Blog Post

Azure Synapse Analytics Blog
2 MIN READ

Serverless Architecture and Concepts. What is it?

Liliam_C_Leme's avatar
Liliam_C_Leme
Icon for Microsoft rankMicrosoft
Jan 22, 2021

I needed to go through this subject this week so I thought that would be a good opportunity to share SQL Serverless Architecture concepts.

 

1) What is the difference between SQLOD and the former SQLDW?

 

SQL Serverless or SQL On-demand

  • Grow or shrink compute power, within a dedicated SQL pool, without moving data.
  • Pause compute capacity while leaving data intact, so you only pay for storage.
  • Resume compute capacity during operational hours.

SQL DW you can actually pause and resume. You insert, update and delete. You have storage with your data which SQLDW is held responsible.

 

What is SQLOD?

SQLOD is a query service over the data in your data lake. You do not need to pause or resume. It is a service per comsumption or per demand. The service is resilient to failure and elastic.

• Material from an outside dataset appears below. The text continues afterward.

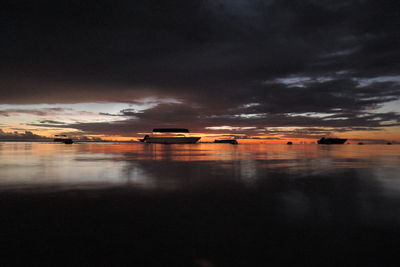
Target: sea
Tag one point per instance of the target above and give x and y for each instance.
(120, 204)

Note: Serverless SQL pool has no local storage, only metadata objects are stored in databases. Basically is for reading, only.

 

What it means resilient to failures and elastic?

It means it auto-scale the node's resources if required by the engine while querying your file and it means also if there is any failure in any node it recovers without any user intervention.

 

 

What is supported on Serverless?

Supported T-SQL:

  • Full SELECT surface area is supported, including a majority of SQL functions
  • CETAS - CREATE EXTERNAL TABLE AS SELECT
  • DDL statements related to views and security only

How does it work?

  • DQP or Distributed Query Processing.
  • Compute Node

 

DQP is responsible per optimize and orchestrate distributed execution of user queries by splitting them into smaller queries that will be executed on Compute nodes.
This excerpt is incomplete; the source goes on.